Staff recruitment, retention and training will be a real challenge for the prison health service, which has traditionally been seen as an unattractive place to work. Moreover, just improving the standards of health-care inside prisons will not be sufficient in itself but strengthening of community psychiatric services with sufficient beds and trained staff, and linking a quick accessible referral service to each prison or jail is real need.
Other possible cause for poor mental-health of prisoner is overcrowding, very few recreational and intellectual activities and sometimes unnecessary prolongation of under trial period due to lengthy judicial system of hearings. Increasing number of prisons, fast hearings in courts, religious activities, training of meditation, yoga, and other relaxation techniques may be fruitful for positive mental-health of prisoners.

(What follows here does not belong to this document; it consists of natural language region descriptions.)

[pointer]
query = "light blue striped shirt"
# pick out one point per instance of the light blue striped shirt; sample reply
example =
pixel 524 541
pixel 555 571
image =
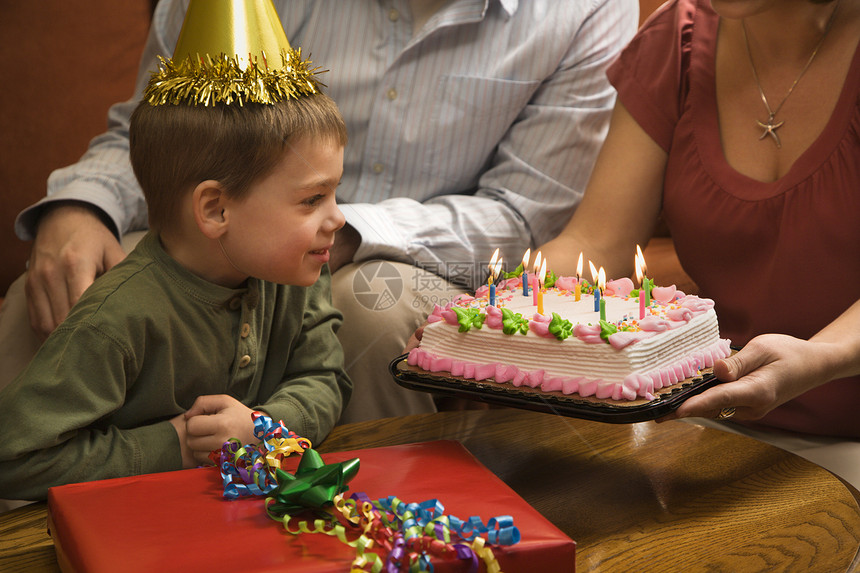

In conclusion, it is readily apparent that one prison of Hadoti region of Rajasthan is full of people with mental-health problems who collectively generate significant levels of unmet psychiatric treatment need. Prisons are detrimental to mental-health, and the standards of psychiatric care are significantly lower than those for the general public. Certain remedial measures are to be implemented for a better future of prison and community because ultimately these prisoners will be released from prison and become a part of community. Beginning of reforms is the immediate need as a long journey ahead.